Il Carnevale antico
Come tutti sanno, il Carnevale è il periodo dell’anno durante il quale ci si può sbizzarrire, ci si può travestire, si possono fare e ricevere scherzi, tanto che sono stati coniati diversi proverbi: “A carnevale ogni scherzo vale”. Semel in anno licet insanire, tr. Una volta all’anno è lecito impazzire, anche Lorenzo il Magnifico si dilettò a scrivere i Canti carnascialeschi, per invitare al divertimento.
Il Carnevale inizia con la Domenica di Settuagesima e finisce il martedì che precede le Ceneri. L’altro giorno fatidico è il giovedì grasso, che precede il martedì, ultimo giorno di carnevale.

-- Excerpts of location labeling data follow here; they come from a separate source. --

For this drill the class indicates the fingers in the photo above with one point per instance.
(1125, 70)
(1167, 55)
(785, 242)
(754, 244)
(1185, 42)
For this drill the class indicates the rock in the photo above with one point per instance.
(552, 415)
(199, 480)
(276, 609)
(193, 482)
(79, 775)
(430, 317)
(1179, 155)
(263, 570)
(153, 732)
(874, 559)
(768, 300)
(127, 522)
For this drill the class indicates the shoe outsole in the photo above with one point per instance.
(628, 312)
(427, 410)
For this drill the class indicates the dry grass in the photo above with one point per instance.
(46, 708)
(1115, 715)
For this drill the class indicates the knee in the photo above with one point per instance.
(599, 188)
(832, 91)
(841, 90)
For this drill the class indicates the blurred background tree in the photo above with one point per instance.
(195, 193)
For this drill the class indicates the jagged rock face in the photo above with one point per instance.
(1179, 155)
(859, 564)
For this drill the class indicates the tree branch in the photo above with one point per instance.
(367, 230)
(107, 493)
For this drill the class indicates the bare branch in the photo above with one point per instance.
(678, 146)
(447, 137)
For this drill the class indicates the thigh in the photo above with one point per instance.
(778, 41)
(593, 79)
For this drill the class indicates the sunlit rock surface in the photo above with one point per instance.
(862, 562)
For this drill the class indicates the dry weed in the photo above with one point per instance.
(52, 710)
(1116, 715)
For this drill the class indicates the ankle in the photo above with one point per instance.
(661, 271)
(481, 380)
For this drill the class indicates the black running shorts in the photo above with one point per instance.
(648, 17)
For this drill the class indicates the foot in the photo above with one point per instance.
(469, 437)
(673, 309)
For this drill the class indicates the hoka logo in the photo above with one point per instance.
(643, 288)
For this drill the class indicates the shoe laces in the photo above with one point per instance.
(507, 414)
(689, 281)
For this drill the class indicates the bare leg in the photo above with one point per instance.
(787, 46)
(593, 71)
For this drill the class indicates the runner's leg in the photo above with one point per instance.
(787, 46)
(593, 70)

Carnevale significherebbe, dal latino carnem levare, tr. togliere la carne, non consumare più carne, sino a Pasqua, per rispetto a Gesù che si immola sulla croce.
Il Carnevale che io ricordo però era un periodo sì di divertimento, di scherzi, di risate e così via, naturalmente niente a che vedere con quello di oggi.
Negli anni cinquanta e sessanta la povertà era ancora abbastanza diffusa e noi ragazzi dovevamo comunque divertirci. Si costituiva prima di tutto il gruppo di amici. Poi ci si metteva d’accordo sul travestimento da effettuare. Qualcuno proponeva: ”Tie te vesti de fimmana” e il ragazzo indicato doveva cercare di sottrarre qualche veste di qualche sorella o della madre. Per il seno, si arrotolava un po’ di stoffa sotto la veste. Poi qualcuno si vestiva da prete, da contadino, da carabiniere, da soldato, da sposo e da sposa e di altri inventati dalla fantasia povera.
Naturalmente ognuno o ognuna cercava di arrabattarsi per trovarsi un vestito in casa, oppure a casa della nonna o di qualche zia.
La giacca del contadino si otteneva rivoltando quella “du tata”, le maniche erano lunghe; il viso si nascondeva con le maschere di cartone, costruite da sé, un po’ di cartone più morbido, due fori per gli occhi, uno per il naso, l’altro per la bocca.
Si usciva di casa e ci si dava appuntamento in luogo convenuto.
Si andava in giro e si bussava alla porta delle famiglie; alcune aprivano e facevano entrare, noi facevamo un po’ di baldoria, si fingeva di ballare, di cantare, ci si avvicinava ai bimbi piccoli che si spaventavano, dopo aver fatto un po’ di baccano, l’esclamazione era di rito: “vadimu ci siti” (vediamo chi siete) ed ognuno di noi si toglieva la maschera di cartone. Allora i proprietari offrivano qualcosa per ricompensarci della prestazione fatta: caramelle, cioccolatini, noci, a volte qualche bicchiere di vino. Qualche proprietario non apriva per niente e noi esclamavamo: “mamma mia cc’è spilorciu”, mamma mia quanto è avaro.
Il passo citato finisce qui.